1.13.2014

Notes on Hateship, Friendship, Courtship, Loveship, Marriage

  1. In nearly every story, there's a contrast between the behavior and expectations of country people and those who have made it to Toronto or Vancouver.
  2. All of the stories share Munro's characteristic style, looping gracefully from the present to the past, interpolating vignettes that seem extraneous and bringing the strands together in a deceptively gentle windup whose impact takes the breath away. Munro has few peers in her understanding of the bargains women make with life and the measureless price they pay.
  3. The women in the other stories generally cannot control their fate.
  4. How do relationships happen? Are they really as arbitrary as this child’s game would indicate? Or are they fated? And how do our chosen relationships with friends and lovers stack up against the ones we do not choose, with the family we’re born into and the children we bear?
  5. The sombre, beautiful tinge of mortality hangs over all these tales.
  6. Munro’s  themes: the subtle vicissitudes of class warfare in southern Ontario, the handmaiden role of young wives in the 1950s (“young husbands were stern in those days”), the miraculous change that throwing one new person into the mix can have on the settled, the thrills of secrecy, the dead weight of family responsibilities.
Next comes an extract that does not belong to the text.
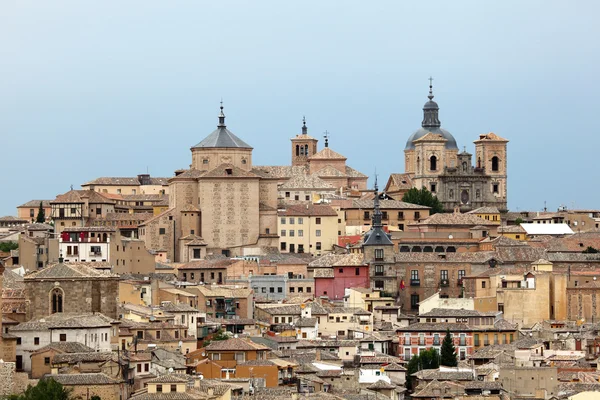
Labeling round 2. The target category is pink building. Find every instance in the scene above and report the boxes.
[308,254,369,300]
  7. The familiarity of her themes and settings in no way detracts from the small narrative brilliance of each individual story; if anything, it adds richness and depth to our appreciation of an ever-expanding canvas.
  8. Love deceives partly because it requires constancy, in both senses of the word, to an individual and a state of mind. It’s no accident that Munro prefers short stories to novels.
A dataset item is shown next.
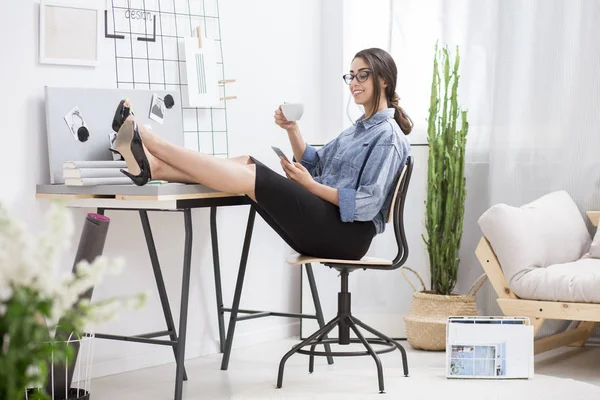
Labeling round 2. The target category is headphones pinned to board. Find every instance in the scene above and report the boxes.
[71,110,90,143]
  9. That said, her book reads as a book, which is all the more remarkable given the variety of narrators, and narrative styles, it employs.
  10. "More than with other writers," Close said, "with Alice, there's a huge amount between the lines." At the heart of all great naturalism is mystery, an emotional sum greater than its technical parts.
  11. The title story of Hateship, Friendship contains more range, drama, and tonal echoes than most contemporary novels.
  12. Alice Munro's stories are dense with character and complication; sometimes they span 30 years or more. They’re like compressed novels, three-course meals rather than the unsatisfying canapes most short stories resemble.